The PICO model is widely used and taught in evidence-based health care as a strategy for formulating questions and search strategies and for characterizing clinical studies or meta-analyses. PICO stands for four different potential components of a clinical question: Patient, Population or Problem; Intervention; Comparison; Outcome.

See more on using PICO in the Cochrane Handbook.

Plain language summary

Are substances that inhibit the growth of new blood vessels (angiogenesis inhibitors), alone or in combination with conventional chemotherapy, likely to improve outcomes for women with ovarian cancer?

Ovarian cancer is the seventh most common cancer in women worldwide, with an annual incidence of about 6.3 cases per 100,000 women, and an annual mortality rate of 3.8 per 100,000 women. Standard treatment of advanced ovarian cancer usually involves surgery, to remove as much of the cancer as possible ('debulking'), and platinum‐based chemotherapy, with or without the addition of a taxane. However, despite good initial responses to platinum agents and taxanes, most women have disease relapse, require further treatment with chemotherapy, and eventually develop resistance to conventional chemotherapy drugs.

Many researchers are trying to find new drugs, which target different pathways, in order to treat ovarian cancer that has become resistant to standard chemotherapy. One target is the pathway for angiogenesis: the growth of new blood vessels. Although new blood vessels can form as part of the body's normal processes, cancers are especially reliant on angiogenesis, as they need a blood supply in order to grow. It is hoped that drugs that act to inhibit the growth of new blood vessels will slow or stop the progression of the cancer.

In this review we found evidence from five studies, comparing drugs which inhibit angiogenesis against either standard chemotherapy (carboplatin + paclitaxel) or placebo.

Two trials looked at the effect of adding bevacizumab to conventional chemotherapy in women who had just been diagnosed with ovarian cancer and had debulking surgery. Bevacizumab was given both alongside the chemotherapy, and then continued afterwards (called maintenance therapy). Taking the results of these two trials together, there was no significant benefit from adding bevacizumab to standard chemotherapy in terms of survival time, but there was fairly strong evidence that it might slow the growth of the cancer (increased progression‐free survival (PFS)). However, the trials also showed that there were worse side effects in women who received bevacizumab in addition to chemotherapy (particularly high blood pressure, serious bowel problems and bleeding). One of these two trials also looked at the effect of giving bevacizumab concurrently with chemotherapy (not continuing afterwards), and found no significant improvement in either survival time or slowing cancer growth, but did find a significant increase in moderate and severe high blood pressure (hypertension).

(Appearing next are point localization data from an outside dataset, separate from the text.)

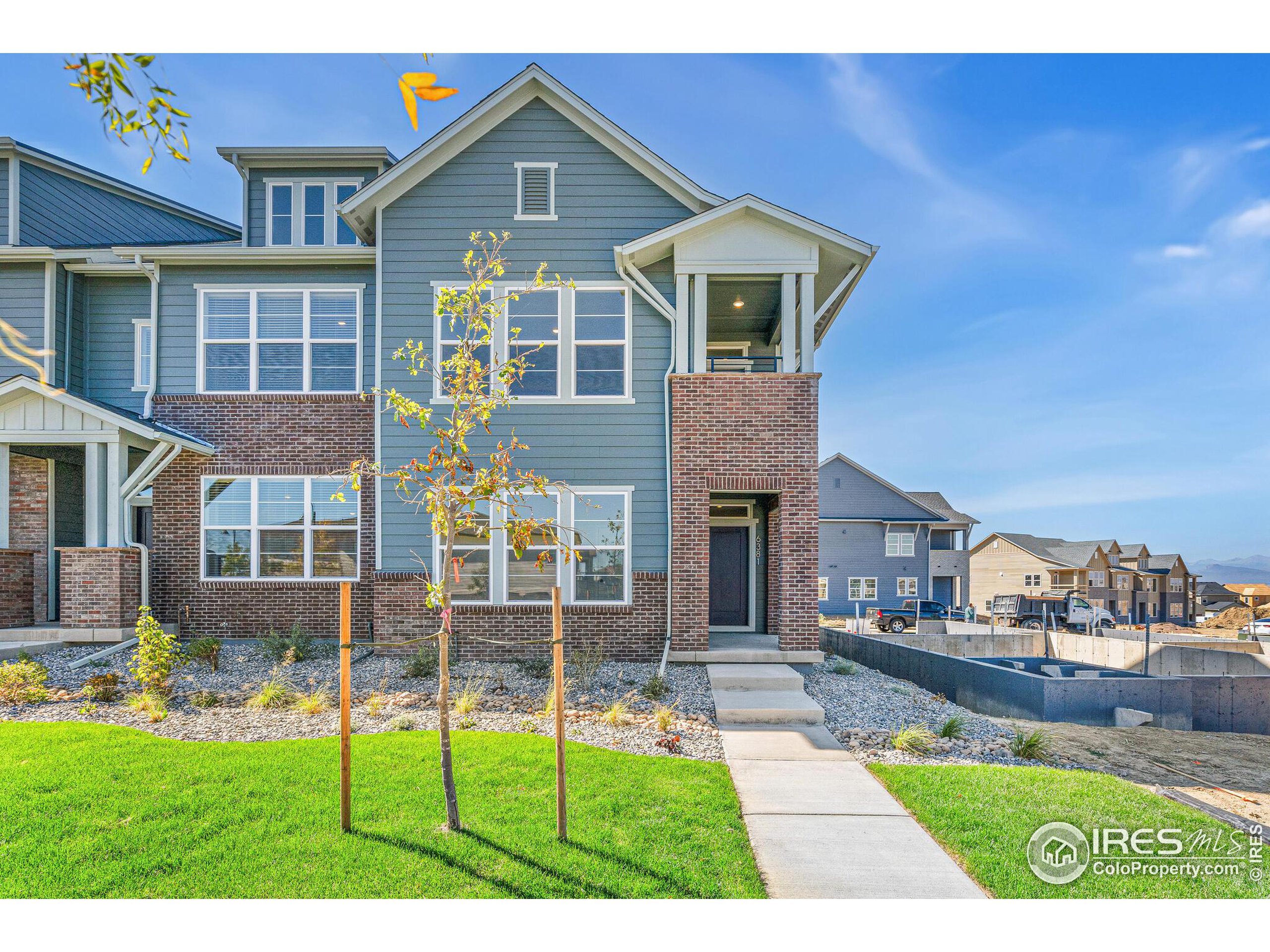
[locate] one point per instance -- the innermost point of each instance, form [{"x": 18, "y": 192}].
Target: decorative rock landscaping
[{"x": 511, "y": 699}]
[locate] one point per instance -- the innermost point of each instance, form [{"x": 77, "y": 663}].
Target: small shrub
[
  {"x": 317, "y": 701},
  {"x": 656, "y": 688},
  {"x": 586, "y": 662},
  {"x": 912, "y": 739},
  {"x": 275, "y": 692},
  {"x": 102, "y": 687},
  {"x": 206, "y": 651},
  {"x": 157, "y": 654},
  {"x": 23, "y": 682},
  {"x": 534, "y": 667},
  {"x": 1030, "y": 747},
  {"x": 423, "y": 663}
]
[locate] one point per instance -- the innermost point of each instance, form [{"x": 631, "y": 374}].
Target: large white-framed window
[
  {"x": 141, "y": 353},
  {"x": 280, "y": 339},
  {"x": 899, "y": 543},
  {"x": 278, "y": 529},
  {"x": 863, "y": 590},
  {"x": 535, "y": 191},
  {"x": 303, "y": 211},
  {"x": 601, "y": 531}
]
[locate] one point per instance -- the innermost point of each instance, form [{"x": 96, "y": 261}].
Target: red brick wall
[
  {"x": 746, "y": 432},
  {"x": 28, "y": 522},
  {"x": 16, "y": 588},
  {"x": 255, "y": 436},
  {"x": 634, "y": 633},
  {"x": 99, "y": 588}
]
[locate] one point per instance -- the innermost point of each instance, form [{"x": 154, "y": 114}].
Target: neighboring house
[
  {"x": 209, "y": 380},
  {"x": 881, "y": 545},
  {"x": 1124, "y": 579}
]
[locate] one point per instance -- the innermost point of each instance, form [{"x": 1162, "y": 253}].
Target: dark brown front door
[{"x": 729, "y": 575}]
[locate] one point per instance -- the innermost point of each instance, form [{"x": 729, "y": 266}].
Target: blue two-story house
[
  {"x": 185, "y": 388},
  {"x": 881, "y": 545}
]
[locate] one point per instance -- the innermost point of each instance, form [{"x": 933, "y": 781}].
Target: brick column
[
  {"x": 101, "y": 588},
  {"x": 17, "y": 581},
  {"x": 746, "y": 433}
]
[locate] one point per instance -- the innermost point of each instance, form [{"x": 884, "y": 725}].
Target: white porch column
[
  {"x": 683, "y": 315},
  {"x": 4, "y": 495},
  {"x": 114, "y": 524},
  {"x": 789, "y": 336},
  {"x": 699, "y": 324},
  {"x": 92, "y": 494},
  {"x": 807, "y": 323}
]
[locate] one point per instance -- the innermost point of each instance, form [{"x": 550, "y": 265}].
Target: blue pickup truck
[{"x": 897, "y": 620}]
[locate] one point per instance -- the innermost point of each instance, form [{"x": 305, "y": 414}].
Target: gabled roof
[
  {"x": 532, "y": 83},
  {"x": 876, "y": 477},
  {"x": 937, "y": 502},
  {"x": 64, "y": 167}
]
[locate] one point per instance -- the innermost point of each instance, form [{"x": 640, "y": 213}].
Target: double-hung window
[
  {"x": 601, "y": 531},
  {"x": 899, "y": 543},
  {"x": 534, "y": 334},
  {"x": 280, "y": 341},
  {"x": 600, "y": 343},
  {"x": 524, "y": 579},
  {"x": 278, "y": 529}
]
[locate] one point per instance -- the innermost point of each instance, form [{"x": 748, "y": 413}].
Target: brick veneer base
[
  {"x": 99, "y": 588},
  {"x": 634, "y": 633},
  {"x": 17, "y": 582},
  {"x": 746, "y": 433}
]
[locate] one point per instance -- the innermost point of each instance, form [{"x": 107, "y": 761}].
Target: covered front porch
[{"x": 74, "y": 509}]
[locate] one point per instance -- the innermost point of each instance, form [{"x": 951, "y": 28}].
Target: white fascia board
[{"x": 498, "y": 106}]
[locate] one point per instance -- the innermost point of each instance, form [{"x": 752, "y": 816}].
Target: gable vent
[{"x": 536, "y": 191}]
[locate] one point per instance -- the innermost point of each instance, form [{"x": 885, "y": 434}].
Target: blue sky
[{"x": 1066, "y": 329}]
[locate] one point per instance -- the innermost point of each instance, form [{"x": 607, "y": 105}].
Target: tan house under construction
[{"x": 1127, "y": 581}]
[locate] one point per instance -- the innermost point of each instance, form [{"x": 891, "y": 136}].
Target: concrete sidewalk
[{"x": 824, "y": 828}]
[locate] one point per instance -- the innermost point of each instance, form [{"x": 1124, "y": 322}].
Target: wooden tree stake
[
  {"x": 346, "y": 701},
  {"x": 558, "y": 664}
]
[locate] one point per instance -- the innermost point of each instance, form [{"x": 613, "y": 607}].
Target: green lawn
[
  {"x": 985, "y": 817},
  {"x": 93, "y": 810}
]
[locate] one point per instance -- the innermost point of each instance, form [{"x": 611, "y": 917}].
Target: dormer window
[
  {"x": 535, "y": 192},
  {"x": 303, "y": 212}
]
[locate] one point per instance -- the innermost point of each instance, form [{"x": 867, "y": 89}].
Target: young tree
[{"x": 460, "y": 489}]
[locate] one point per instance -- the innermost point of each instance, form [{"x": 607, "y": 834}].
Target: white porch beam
[
  {"x": 683, "y": 315},
  {"x": 807, "y": 323},
  {"x": 789, "y": 337},
  {"x": 699, "y": 324}
]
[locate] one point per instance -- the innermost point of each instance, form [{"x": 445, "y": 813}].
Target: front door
[{"x": 729, "y": 575}]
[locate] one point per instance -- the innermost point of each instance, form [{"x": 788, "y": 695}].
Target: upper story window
[
  {"x": 535, "y": 192},
  {"x": 303, "y": 212},
  {"x": 899, "y": 543},
  {"x": 280, "y": 341}
]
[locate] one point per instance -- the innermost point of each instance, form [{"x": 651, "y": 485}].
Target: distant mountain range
[{"x": 1231, "y": 570}]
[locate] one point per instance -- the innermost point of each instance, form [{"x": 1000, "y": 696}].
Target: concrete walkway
[{"x": 821, "y": 826}]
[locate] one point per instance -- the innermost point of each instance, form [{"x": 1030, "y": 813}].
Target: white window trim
[
  {"x": 139, "y": 351},
  {"x": 567, "y": 357},
  {"x": 298, "y": 211},
  {"x": 520, "y": 191},
  {"x": 254, "y": 529},
  {"x": 253, "y": 341}
]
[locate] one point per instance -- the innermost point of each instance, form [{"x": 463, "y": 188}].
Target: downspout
[
  {"x": 145, "y": 475},
  {"x": 666, "y": 425},
  {"x": 153, "y": 275}
]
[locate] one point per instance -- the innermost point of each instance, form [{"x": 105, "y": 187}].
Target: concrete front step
[
  {"x": 754, "y": 677},
  {"x": 765, "y": 708}
]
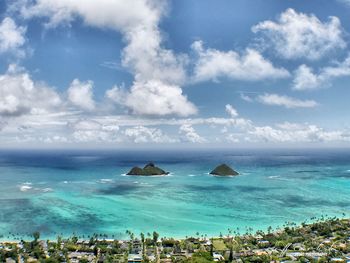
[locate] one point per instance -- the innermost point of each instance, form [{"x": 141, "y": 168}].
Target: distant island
[
  {"x": 224, "y": 170},
  {"x": 149, "y": 169}
]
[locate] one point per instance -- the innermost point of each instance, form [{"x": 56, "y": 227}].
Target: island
[
  {"x": 224, "y": 170},
  {"x": 149, "y": 169}
]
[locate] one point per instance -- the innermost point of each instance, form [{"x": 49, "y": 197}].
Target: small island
[
  {"x": 224, "y": 170},
  {"x": 149, "y": 169}
]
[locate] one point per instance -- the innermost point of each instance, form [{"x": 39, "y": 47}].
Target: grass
[{"x": 219, "y": 244}]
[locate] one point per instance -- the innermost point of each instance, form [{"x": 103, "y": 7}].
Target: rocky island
[
  {"x": 224, "y": 170},
  {"x": 149, "y": 169}
]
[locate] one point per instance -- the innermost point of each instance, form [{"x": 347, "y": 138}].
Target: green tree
[
  {"x": 36, "y": 236},
  {"x": 155, "y": 237}
]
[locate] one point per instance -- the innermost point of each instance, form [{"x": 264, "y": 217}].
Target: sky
[{"x": 182, "y": 73}]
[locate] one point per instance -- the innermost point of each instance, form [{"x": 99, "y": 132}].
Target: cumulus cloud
[
  {"x": 156, "y": 98},
  {"x": 285, "y": 101},
  {"x": 190, "y": 134},
  {"x": 231, "y": 110},
  {"x": 12, "y": 37},
  {"x": 213, "y": 64},
  {"x": 141, "y": 134},
  {"x": 306, "y": 79},
  {"x": 298, "y": 35},
  {"x": 298, "y": 133},
  {"x": 93, "y": 131},
  {"x": 19, "y": 94},
  {"x": 158, "y": 72},
  {"x": 80, "y": 94}
]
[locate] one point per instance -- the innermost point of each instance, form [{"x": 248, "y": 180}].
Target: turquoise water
[{"x": 88, "y": 192}]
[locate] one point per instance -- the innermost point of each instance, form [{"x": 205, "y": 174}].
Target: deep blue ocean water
[{"x": 87, "y": 192}]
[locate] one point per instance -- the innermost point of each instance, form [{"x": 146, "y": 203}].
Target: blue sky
[{"x": 243, "y": 73}]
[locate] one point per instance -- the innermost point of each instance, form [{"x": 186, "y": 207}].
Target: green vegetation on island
[
  {"x": 224, "y": 170},
  {"x": 325, "y": 240},
  {"x": 149, "y": 169}
]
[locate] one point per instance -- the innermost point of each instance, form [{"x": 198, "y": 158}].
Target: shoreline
[{"x": 201, "y": 236}]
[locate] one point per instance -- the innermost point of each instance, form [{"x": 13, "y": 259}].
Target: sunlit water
[{"x": 88, "y": 192}]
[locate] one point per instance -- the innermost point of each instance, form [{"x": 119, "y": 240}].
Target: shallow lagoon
[{"x": 65, "y": 192}]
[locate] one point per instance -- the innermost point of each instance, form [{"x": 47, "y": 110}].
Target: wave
[
  {"x": 105, "y": 181},
  {"x": 25, "y": 188}
]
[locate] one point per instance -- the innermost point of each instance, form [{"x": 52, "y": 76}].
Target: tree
[
  {"x": 155, "y": 237},
  {"x": 36, "y": 236},
  {"x": 230, "y": 258}
]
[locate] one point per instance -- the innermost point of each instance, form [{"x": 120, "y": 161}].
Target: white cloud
[
  {"x": 250, "y": 66},
  {"x": 19, "y": 94},
  {"x": 157, "y": 98},
  {"x": 347, "y": 2},
  {"x": 298, "y": 133},
  {"x": 141, "y": 134},
  {"x": 157, "y": 70},
  {"x": 80, "y": 94},
  {"x": 190, "y": 134},
  {"x": 306, "y": 79},
  {"x": 230, "y": 110},
  {"x": 93, "y": 131},
  {"x": 285, "y": 101},
  {"x": 11, "y": 37},
  {"x": 298, "y": 35}
]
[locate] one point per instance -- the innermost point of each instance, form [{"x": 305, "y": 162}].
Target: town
[{"x": 324, "y": 240}]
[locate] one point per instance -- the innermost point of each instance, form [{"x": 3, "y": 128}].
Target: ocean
[{"x": 87, "y": 192}]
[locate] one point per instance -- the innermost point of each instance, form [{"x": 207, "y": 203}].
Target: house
[
  {"x": 133, "y": 258},
  {"x": 218, "y": 257}
]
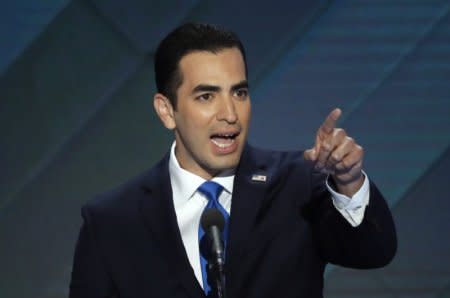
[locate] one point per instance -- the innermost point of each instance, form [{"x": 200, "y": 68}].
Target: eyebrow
[
  {"x": 205, "y": 88},
  {"x": 213, "y": 88},
  {"x": 240, "y": 85}
]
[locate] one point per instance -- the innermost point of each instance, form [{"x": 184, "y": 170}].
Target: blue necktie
[{"x": 212, "y": 191}]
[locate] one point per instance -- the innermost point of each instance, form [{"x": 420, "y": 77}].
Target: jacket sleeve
[
  {"x": 90, "y": 277},
  {"x": 371, "y": 244}
]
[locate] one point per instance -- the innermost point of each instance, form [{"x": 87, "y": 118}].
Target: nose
[{"x": 227, "y": 110}]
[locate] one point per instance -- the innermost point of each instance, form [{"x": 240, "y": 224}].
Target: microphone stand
[{"x": 217, "y": 263}]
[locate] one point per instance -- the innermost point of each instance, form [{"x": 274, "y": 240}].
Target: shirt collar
[{"x": 185, "y": 183}]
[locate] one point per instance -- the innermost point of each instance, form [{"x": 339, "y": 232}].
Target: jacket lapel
[
  {"x": 160, "y": 218},
  {"x": 250, "y": 186}
]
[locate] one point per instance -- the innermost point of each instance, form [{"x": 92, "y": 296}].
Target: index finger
[{"x": 330, "y": 122}]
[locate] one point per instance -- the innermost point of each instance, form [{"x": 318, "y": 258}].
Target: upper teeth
[{"x": 222, "y": 145}]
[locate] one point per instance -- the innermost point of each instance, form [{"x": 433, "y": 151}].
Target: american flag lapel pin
[{"x": 259, "y": 178}]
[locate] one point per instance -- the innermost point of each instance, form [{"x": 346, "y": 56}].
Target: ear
[{"x": 164, "y": 109}]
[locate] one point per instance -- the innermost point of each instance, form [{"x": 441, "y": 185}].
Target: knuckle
[
  {"x": 340, "y": 132},
  {"x": 326, "y": 146},
  {"x": 335, "y": 156}
]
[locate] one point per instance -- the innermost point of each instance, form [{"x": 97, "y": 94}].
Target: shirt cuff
[{"x": 352, "y": 209}]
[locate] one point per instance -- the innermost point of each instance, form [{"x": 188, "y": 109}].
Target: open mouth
[{"x": 224, "y": 140}]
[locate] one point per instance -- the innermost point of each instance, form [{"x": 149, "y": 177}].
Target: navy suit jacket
[{"x": 283, "y": 231}]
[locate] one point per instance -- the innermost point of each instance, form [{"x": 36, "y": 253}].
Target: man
[{"x": 290, "y": 213}]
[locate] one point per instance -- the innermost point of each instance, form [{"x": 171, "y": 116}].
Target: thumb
[{"x": 310, "y": 154}]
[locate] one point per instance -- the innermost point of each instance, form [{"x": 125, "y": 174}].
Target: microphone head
[{"x": 212, "y": 217}]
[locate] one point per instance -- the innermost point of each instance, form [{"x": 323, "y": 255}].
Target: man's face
[{"x": 212, "y": 113}]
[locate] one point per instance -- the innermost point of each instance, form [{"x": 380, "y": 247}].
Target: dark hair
[{"x": 183, "y": 40}]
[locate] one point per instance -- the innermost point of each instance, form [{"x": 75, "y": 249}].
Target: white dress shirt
[{"x": 189, "y": 205}]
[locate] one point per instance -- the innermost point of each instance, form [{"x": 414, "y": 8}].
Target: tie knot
[{"x": 211, "y": 190}]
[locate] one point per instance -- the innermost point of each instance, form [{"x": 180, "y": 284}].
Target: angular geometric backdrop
[{"x": 76, "y": 118}]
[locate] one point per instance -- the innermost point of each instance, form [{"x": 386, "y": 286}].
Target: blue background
[{"x": 76, "y": 117}]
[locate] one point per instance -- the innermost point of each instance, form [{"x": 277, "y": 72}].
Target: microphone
[{"x": 213, "y": 222}]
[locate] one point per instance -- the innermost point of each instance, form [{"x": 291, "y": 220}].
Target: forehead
[{"x": 202, "y": 67}]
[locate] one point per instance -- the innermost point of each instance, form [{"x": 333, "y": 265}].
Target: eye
[
  {"x": 204, "y": 97},
  {"x": 242, "y": 93}
]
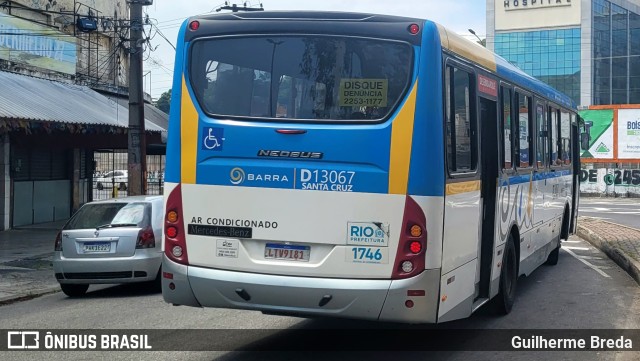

A third trial looked at adding a different agent, AMG 386, to paclitaxel chemotherapy in women with recurrent ovarian cancer. The trial compared the addition of either a higher or lower dose of AMG 386 to placebo. It found no improvement in survival with either the higher or lower dose of AMG 386, but there were suggestions that it might slow cancer growth. It did not seem to increase side effects.

We identified two other trials; one comparing placebo to BIBF 1120, and the other comparing placebo to VEGF (vascular endothelial growth factor)‐Trap. Neither study found evidence of slowing cancer growth/prolonging survival, or worsening side effects. However, these were both relatively small studies, which made them less likely to detect an effect that may or may not have been present.

All of the included trials that we identified reported only preliminary results, which had been presented at conferences, but not yet published in full. It is thus difficult to be sure of the specific details of how these trials were performed, and therefore to assess their risk of bias. We found 12 other on‐going studies that fulfilled our inclusion criteria, and some of these are expected to release preliminary results soon.